Data Mining* / methods ; Female ; Humans ; Male ; Natural Language Processing
Keywords
Access to Information ; Medical Informatics. ; Medical Records ; Natural Language Processing
Abstract
Purpose: Processing and analyzing clinical texts are challenging due to its unstructured nature. This study compared the performance of GPT (Generative Pre-trained Transformer)-3.5 and GPT-4 for extracting information from clinical text. Materials and Methods: Three types of clinical texts, containing patient characteristics, medical history, and clinical test results extracted from case reports in open-access journals were utilized as input. Simple prompts containing queries for information extraction were then applied to both models using the Greedy Approach as the decoding strategy. When GPT models underperformed in certain tasks, we applied alternative decoding strategies or incorporated prompts with task-specific definitions.
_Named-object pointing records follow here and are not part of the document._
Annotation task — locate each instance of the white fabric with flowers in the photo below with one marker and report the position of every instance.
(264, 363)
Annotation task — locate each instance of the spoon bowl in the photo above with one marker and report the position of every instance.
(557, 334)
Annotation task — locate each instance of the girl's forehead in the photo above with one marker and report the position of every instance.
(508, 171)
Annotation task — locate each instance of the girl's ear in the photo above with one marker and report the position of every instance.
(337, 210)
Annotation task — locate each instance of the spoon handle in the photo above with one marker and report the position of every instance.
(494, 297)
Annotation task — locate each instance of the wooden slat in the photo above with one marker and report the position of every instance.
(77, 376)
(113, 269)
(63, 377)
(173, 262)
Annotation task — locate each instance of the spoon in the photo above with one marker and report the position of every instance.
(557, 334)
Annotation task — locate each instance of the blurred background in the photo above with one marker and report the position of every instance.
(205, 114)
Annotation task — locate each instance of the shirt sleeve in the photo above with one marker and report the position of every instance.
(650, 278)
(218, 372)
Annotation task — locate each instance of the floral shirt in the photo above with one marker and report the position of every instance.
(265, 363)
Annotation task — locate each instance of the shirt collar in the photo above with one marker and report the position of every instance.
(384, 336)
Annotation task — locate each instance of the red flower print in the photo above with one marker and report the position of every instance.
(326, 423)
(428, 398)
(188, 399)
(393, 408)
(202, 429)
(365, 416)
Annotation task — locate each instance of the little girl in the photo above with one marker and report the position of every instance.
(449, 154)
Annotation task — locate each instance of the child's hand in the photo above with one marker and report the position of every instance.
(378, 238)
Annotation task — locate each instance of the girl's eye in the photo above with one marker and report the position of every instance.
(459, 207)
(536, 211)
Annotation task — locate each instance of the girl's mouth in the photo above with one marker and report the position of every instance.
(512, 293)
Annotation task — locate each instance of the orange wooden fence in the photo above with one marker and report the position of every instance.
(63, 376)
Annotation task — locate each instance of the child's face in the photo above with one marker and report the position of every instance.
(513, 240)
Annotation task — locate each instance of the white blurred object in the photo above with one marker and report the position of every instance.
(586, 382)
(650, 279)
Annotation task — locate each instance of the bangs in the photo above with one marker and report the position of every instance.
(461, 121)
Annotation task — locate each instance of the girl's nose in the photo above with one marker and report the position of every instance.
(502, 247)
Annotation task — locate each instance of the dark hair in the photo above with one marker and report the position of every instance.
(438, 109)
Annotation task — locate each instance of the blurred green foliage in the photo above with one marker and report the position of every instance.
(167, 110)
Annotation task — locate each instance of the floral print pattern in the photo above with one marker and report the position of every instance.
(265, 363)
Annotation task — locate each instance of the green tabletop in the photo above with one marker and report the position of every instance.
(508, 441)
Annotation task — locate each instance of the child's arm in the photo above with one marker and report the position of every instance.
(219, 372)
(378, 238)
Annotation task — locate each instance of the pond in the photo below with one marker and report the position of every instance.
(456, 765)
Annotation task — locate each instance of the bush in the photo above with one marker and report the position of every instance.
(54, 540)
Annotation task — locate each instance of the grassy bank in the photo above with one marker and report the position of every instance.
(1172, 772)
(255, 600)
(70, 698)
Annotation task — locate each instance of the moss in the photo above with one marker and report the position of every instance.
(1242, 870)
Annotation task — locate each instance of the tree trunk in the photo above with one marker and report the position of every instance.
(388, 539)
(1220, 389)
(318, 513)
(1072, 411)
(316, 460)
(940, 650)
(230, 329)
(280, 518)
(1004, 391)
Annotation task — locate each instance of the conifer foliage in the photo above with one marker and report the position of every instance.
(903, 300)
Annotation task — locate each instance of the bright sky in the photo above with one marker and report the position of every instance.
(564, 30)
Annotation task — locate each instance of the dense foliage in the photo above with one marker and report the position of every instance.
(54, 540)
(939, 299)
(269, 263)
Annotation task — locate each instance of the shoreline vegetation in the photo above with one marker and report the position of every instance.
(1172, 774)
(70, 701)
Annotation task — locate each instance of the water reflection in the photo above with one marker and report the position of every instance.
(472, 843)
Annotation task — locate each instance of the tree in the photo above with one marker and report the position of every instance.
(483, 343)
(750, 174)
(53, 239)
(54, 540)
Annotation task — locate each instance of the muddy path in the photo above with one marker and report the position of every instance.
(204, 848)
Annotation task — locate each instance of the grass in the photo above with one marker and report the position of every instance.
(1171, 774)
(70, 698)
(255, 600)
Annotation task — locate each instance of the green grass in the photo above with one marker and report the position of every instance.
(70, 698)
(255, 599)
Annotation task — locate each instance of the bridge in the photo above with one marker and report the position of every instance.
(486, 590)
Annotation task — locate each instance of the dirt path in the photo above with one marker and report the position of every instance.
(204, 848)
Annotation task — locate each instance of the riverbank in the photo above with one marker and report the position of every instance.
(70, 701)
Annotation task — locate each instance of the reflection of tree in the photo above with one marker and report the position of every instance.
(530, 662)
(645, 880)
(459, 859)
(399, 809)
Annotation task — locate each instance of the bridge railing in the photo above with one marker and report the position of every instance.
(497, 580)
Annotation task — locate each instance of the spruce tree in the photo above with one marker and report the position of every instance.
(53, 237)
The outputs generated by GPT models were evaluated as True or False to determine the accuracy of information extraction. Results: Clinical texts containing patient characteristics (60 texts), medical history (50 texts), and clinical test results (25 texts) were extracted from 60 case reports. GPT models could extract information accurately with simple prompts to extract straightforward information from clinical texts. Regarding sex, GPT-4 demonstrated a significantly higher accuracy rate (95%) compared to GPT-3.5 (70%). GPT-3.5 (78%) outperformed GPT-4 (57%) in extracting body mass index (BMI). Utilizing alternative decoding strategies to sex and BMI did not practically improve the performance of the two models. In GPT-4, the revised prompts, including definitions of each sex category or the BMI formula, rectified all incorrect responses regarding sex and BMI generated during the main workflow. Conclusion: GPT models could perform adequately with simple prompts for extracting straightforward information. For complex tasks, incorporating task-specific definitions into the prompts is a suitable strategy than relying solely on simple prompts. Therefore, researchers and clinicians should use their expertise to create effective prompts and monitor LLM outcomes when extracting complex information from clinical texts.